- Church: Episcopal Church
- Diocese: California
- Elected: April 19, 1950
- In office: 1950–1958
- Successor: Richard Millard

Orders
- Ordination: June 1911 (deacon) June 1912 (priest) by William Croswell Doane
- Consecration: September 29, 1950 by Henry Knox Sherrill

Personal details
- Born: June 7, 1886 Bernardsville, New Jersey, United States
- Died: April 29, 1961 (aged 74) Berkeley, California, United States
- Buried: Grace Cathedral, San Francisco
- Denomination: Anglican
- Parents: Holman Hall Shires & Lucy Pateman Plumb
- Spouse: Mabel Clare Millis ​(m. 1911)​
- Children: Henry Millis Shires

= Henry H. Shires =

Episcopal bishop of California

Henry Herbert Shires (June 7, 1886 - April 29, 1961) was an American cleric who served as suffragan bishop of the Episcopal Diocese of California from 1950 to 1958.

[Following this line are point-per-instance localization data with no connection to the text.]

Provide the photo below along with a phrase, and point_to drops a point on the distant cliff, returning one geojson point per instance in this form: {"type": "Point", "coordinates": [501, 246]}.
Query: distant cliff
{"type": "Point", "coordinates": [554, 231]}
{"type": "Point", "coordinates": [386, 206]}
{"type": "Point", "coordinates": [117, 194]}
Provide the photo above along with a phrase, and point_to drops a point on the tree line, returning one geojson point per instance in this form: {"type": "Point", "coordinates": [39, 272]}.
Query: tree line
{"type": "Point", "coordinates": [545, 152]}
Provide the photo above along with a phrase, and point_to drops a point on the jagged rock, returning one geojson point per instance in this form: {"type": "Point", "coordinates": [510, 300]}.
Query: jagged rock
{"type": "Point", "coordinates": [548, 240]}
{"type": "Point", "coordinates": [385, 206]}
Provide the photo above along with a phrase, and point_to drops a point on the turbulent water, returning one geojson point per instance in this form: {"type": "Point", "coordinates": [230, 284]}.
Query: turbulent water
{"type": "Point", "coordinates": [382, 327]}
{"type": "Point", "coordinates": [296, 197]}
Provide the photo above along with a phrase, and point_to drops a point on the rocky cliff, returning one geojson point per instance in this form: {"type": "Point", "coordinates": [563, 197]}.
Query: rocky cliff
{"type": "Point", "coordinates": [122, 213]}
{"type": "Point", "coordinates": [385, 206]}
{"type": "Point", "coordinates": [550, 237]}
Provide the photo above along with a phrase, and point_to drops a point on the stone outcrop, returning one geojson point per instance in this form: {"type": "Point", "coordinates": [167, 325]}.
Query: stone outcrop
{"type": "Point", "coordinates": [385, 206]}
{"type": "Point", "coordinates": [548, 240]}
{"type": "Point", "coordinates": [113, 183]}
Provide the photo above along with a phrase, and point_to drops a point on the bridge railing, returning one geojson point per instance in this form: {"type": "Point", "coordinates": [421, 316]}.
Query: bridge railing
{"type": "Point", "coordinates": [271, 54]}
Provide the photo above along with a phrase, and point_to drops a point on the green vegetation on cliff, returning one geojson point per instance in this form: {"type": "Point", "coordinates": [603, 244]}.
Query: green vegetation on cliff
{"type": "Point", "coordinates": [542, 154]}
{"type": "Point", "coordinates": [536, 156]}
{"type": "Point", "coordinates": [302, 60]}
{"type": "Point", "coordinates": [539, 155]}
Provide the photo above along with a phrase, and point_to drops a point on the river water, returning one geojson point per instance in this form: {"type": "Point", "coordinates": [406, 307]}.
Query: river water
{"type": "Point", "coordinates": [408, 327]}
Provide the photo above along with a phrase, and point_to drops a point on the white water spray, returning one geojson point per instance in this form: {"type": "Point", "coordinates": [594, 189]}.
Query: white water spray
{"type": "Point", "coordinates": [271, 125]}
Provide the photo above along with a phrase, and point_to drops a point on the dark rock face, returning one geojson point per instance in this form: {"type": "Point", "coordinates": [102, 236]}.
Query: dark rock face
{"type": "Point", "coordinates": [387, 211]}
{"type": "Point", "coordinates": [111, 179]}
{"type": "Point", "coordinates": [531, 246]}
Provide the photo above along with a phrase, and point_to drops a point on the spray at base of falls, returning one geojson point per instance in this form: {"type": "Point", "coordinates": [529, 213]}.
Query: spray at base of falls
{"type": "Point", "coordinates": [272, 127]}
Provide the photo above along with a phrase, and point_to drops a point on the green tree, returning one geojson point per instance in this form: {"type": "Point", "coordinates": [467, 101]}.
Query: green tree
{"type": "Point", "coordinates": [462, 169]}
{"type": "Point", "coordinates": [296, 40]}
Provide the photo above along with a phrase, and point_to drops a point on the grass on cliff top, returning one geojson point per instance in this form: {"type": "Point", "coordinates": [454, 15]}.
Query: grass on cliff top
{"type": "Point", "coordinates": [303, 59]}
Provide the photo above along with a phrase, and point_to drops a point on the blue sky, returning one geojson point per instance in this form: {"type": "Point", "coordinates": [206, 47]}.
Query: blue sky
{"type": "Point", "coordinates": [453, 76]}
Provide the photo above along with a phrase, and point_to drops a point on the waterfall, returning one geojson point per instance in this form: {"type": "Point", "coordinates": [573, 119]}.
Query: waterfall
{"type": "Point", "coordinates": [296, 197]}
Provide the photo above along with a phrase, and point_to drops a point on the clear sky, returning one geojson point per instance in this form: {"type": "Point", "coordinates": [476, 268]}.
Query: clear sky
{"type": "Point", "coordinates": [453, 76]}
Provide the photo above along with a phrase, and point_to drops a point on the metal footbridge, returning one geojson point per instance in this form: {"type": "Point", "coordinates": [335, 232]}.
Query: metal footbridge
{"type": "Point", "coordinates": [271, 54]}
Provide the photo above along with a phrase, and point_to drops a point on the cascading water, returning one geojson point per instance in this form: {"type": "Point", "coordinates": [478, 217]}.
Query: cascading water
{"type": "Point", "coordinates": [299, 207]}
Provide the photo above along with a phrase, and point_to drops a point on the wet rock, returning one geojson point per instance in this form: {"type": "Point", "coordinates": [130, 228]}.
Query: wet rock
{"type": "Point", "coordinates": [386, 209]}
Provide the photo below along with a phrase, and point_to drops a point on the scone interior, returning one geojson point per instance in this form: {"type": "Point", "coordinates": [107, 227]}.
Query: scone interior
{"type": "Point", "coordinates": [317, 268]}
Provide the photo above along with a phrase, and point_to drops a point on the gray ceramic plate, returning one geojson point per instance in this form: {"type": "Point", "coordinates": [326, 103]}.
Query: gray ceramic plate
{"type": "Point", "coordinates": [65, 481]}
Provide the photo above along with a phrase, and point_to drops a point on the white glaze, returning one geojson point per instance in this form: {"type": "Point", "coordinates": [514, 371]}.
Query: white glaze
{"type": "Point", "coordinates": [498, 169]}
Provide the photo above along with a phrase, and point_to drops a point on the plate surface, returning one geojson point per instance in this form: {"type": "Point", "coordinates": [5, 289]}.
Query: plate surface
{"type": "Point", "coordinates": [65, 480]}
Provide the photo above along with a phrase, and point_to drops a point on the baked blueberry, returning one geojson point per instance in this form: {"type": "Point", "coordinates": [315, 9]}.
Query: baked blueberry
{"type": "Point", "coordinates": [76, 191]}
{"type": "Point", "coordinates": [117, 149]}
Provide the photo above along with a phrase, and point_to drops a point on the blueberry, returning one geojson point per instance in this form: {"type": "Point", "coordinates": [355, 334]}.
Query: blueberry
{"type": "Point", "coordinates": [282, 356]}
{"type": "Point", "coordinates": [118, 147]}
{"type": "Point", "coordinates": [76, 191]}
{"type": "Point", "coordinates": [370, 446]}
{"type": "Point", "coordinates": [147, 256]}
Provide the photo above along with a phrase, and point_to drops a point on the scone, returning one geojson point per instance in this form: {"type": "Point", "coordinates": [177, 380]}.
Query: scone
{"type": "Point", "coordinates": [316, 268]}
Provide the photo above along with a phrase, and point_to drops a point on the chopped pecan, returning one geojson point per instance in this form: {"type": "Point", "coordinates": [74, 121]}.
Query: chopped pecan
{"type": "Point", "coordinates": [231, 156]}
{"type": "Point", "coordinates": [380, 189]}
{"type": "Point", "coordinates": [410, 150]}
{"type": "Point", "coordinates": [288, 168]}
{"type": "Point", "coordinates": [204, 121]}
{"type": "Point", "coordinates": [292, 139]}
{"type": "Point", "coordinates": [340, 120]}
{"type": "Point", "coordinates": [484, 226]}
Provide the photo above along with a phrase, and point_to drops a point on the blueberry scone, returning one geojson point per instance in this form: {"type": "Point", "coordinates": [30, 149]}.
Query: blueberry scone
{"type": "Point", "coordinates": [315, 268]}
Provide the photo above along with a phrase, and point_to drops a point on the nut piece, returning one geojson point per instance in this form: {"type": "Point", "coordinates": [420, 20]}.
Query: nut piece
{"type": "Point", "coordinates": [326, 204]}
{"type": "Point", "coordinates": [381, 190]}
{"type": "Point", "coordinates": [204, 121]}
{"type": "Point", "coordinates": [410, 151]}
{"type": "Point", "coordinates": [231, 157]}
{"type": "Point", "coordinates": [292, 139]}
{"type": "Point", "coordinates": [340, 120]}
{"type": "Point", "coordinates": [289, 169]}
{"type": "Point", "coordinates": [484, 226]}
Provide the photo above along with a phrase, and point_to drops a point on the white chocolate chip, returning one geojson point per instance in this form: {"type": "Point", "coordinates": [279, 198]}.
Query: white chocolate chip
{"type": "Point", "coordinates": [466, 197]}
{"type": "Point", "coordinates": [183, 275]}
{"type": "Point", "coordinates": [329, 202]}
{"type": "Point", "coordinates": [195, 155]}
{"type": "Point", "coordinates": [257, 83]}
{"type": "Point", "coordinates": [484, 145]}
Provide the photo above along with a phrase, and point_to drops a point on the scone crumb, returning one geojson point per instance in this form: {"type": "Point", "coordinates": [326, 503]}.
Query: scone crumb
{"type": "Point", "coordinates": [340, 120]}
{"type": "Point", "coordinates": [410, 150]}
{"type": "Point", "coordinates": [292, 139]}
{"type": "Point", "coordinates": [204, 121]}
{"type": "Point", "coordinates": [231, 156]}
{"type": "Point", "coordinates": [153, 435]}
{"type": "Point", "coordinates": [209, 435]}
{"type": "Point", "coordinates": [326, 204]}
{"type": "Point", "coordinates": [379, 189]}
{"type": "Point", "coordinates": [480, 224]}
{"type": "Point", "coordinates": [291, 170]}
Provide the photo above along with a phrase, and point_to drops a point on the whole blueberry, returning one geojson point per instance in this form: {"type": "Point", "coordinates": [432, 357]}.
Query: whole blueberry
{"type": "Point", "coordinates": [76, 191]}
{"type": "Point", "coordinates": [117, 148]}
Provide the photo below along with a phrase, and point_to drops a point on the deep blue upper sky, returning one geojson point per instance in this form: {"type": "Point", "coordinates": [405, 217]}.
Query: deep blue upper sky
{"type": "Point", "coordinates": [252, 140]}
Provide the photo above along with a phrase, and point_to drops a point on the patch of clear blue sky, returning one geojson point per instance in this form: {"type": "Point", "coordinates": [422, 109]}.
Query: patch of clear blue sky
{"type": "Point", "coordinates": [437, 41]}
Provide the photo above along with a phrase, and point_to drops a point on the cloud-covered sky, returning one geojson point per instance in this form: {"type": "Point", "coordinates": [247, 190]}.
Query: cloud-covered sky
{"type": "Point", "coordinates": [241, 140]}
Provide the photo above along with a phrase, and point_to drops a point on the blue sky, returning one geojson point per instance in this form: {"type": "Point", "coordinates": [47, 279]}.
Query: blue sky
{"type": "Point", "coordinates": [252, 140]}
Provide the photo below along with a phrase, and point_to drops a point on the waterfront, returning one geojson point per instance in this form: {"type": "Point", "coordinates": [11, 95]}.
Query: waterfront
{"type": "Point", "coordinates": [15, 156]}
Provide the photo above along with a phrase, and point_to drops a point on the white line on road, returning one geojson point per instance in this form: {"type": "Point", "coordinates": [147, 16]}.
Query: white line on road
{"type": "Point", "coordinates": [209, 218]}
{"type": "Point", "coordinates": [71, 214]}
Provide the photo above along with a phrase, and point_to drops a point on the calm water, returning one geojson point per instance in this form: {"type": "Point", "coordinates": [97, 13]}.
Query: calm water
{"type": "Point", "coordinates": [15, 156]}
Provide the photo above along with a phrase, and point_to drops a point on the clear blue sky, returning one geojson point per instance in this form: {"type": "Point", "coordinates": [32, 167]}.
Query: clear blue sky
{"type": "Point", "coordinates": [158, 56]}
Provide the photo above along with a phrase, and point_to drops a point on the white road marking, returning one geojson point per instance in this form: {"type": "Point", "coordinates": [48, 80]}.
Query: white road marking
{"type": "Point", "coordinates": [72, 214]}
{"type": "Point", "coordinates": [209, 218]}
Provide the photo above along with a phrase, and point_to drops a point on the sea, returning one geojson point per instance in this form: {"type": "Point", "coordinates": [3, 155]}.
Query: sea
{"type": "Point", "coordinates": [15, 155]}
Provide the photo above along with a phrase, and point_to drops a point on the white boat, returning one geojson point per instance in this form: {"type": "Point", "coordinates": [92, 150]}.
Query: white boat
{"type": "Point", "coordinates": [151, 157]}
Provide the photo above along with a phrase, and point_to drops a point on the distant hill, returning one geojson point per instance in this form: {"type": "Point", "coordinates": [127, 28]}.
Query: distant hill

==Early life and education==
Shires was born in Bernardsville, New Jersey, on June 7, 1886, to Holman Hall Shires (1855-1912) and Lucy Pateman Plumb Shires (1861-1943). He studied at Cornell University and graduated in Mechanical Engineering in 1908. In 1911 he also graduated from the General Theological Seminary with a Bachelor of Divinity. He was also awarded a Doctor of Divinity in 1935 from the Pacific School of Religion, and an honorary Doctor of Sacred Theology from the General Theological Seminary in 1941.

==Ordained ministry==
Shires was ordained deacon in June 1911 and was ordained as a priest in June 1912 by Bishop William Croswell Doane of Albany. On November 8, 1911, he married Mabel Clare Millis and had one son. He served at St John's Church in Bernardsville, New Jersey, from 1911 until 1913 and then as rector of Christ Church in Jerome, Arizona, between 1913 and 1915. In 1915 he became rector of St Luke's Church in Prescott, Arizona, and then in 1918 he transferred to Christ Church in Alameda, California. In 1935 he accepted the post of Dean of the Church Divinity School of the Pacific, where he remained until 1950.

==Bishop==
On April 19, 1950, Shires was elected suffragan bishop of California during a diocesan convention. He was consecrated on September 29, 1950, in Grace Cathedral with Presiding Bishop Henry Knox Sherrill as primary consecrator. He retired in 1958 but served as an archdeacon until a successor was elected and consecrated in 1960. He died at his home of a heart attack on April 29, 1961. His son, Henry Millis Shires, became an Episcopal priest and was professor of New Testament at the Episcopal Theological Seminary in Cambridge, Massachusetts.